Shares in electronics retailer Dick Smith Holdings Ltd (ASX: DSH) are in a trading halt this morning pending an announcement "to be made in respect of the company's funding position and debt financing covenants."
Dick Smith shocked the market twice in two months over October and November 2015 after issuing a significant profit downgrade for FY16 in October and then announcing in November it was unable to re-affirm profit guidance given just one month previously.
As a consequence the share price has fallen even faster than management's credibility with the shares last closing at 35.5 cents, down around 73% in just two months, with potentially further bad news to come just after the all-important Christmas shopping season.

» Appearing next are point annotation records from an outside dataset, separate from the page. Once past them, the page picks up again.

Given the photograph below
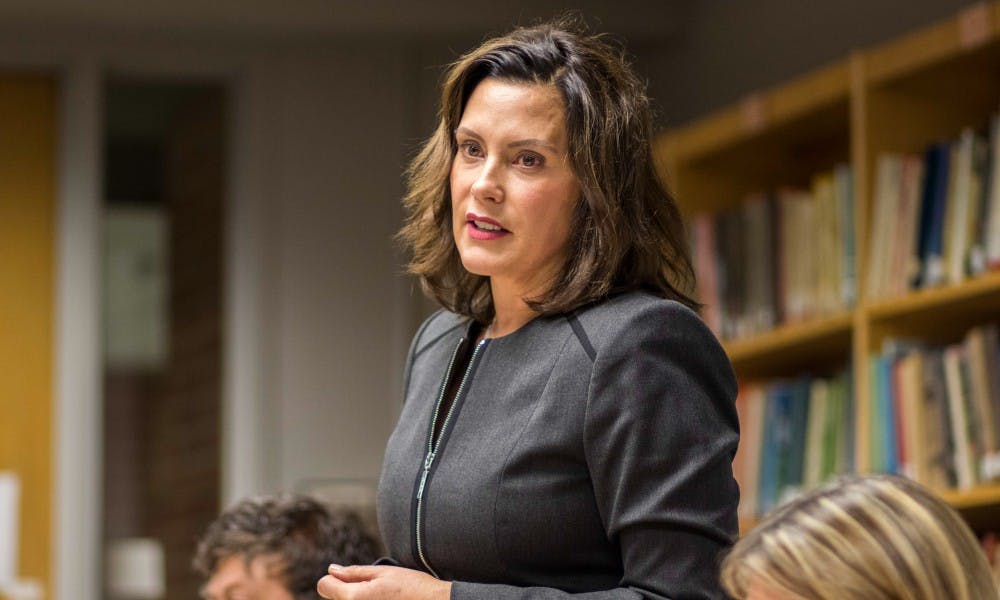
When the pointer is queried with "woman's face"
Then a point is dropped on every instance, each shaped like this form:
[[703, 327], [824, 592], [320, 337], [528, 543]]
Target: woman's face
[[513, 190]]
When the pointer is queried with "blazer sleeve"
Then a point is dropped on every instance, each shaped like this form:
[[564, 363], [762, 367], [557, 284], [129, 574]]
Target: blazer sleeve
[[660, 435]]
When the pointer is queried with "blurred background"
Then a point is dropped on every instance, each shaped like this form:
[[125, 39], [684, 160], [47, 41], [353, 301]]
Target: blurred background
[[200, 298]]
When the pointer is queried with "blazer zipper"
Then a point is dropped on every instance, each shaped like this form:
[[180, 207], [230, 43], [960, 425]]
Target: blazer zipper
[[432, 445]]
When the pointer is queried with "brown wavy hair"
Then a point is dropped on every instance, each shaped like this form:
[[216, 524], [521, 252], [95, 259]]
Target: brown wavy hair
[[627, 230]]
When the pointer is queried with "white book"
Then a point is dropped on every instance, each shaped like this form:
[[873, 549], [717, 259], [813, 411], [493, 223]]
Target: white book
[[883, 225], [957, 239], [964, 455], [818, 395], [992, 242]]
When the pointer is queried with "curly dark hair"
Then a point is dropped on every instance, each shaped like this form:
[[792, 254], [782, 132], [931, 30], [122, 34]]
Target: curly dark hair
[[627, 229], [301, 533]]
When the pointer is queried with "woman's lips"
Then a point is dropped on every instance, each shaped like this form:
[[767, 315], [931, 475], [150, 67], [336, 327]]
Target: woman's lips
[[484, 228]]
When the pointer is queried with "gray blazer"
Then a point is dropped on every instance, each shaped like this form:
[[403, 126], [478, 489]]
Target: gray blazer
[[589, 452]]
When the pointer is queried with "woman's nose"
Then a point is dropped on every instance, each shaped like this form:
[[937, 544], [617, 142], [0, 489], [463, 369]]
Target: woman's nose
[[487, 185]]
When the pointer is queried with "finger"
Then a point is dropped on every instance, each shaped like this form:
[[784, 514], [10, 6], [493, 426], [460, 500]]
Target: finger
[[332, 588], [357, 573]]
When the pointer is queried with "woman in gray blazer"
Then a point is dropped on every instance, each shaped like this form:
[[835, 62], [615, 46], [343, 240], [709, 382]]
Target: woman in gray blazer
[[569, 423]]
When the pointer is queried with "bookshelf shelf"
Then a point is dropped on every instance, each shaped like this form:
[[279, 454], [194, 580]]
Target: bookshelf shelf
[[978, 497], [973, 30], [818, 341], [934, 89], [937, 314]]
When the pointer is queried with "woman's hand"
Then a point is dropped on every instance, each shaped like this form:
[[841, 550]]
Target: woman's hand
[[375, 583]]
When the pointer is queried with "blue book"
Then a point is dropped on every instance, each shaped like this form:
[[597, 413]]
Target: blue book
[[798, 417], [775, 431], [934, 199], [889, 417]]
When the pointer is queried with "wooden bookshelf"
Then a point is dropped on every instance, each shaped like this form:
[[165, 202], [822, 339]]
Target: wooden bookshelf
[[793, 346], [899, 97], [986, 495]]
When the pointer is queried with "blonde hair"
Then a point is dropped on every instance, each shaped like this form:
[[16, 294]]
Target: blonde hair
[[862, 538]]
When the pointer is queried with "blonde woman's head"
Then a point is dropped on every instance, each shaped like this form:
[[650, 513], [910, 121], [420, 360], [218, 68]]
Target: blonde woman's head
[[878, 537]]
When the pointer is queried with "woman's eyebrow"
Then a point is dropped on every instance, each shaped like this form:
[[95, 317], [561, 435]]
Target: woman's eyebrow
[[515, 144], [534, 142]]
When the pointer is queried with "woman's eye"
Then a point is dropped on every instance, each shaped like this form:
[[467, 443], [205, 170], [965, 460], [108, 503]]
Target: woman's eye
[[471, 149], [530, 159]]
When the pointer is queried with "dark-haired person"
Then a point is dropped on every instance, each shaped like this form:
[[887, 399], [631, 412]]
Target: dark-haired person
[[277, 548], [569, 424]]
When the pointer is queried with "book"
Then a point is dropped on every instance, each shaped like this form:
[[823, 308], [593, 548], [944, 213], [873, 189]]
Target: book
[[991, 218], [932, 214], [938, 441], [958, 209], [964, 441], [843, 180], [888, 179]]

The company also announced at the end of November that it would write down $60 million worth of inventory with a potential further write down "depending on Christmas trading".
Investors then can likely expect another write down and potentially worse news regarding debt financing covenants if the company is approaching or has breached a maximum debt to equity ratio or any other debt related covenants agreed with bankers, other creditors or suppliers for example.
If this is the case it could mean a capital raising, or potentially worse if the retailer is unable to negotiate some breathing room with its creditors.
Shares are likely to come under more selling pressure if the news is bad and investors tempted to snare a bargain should steer clear.
The company has only recently come out of the hands of private equity and management's habit of providing shock updates is not one any intelligent investor would want exposure to.
Investors keen on the retail space going forward could consider JB Hi-Fi Limited (ASX: JBH). Its shares are up 1.4% today as investors shrug off any concerns about the overall health of the electronics goods sector and it looks to remain a far better bet for investors looking to capitalise on media reports of generally strong retail sales over the Christmas shopping festival.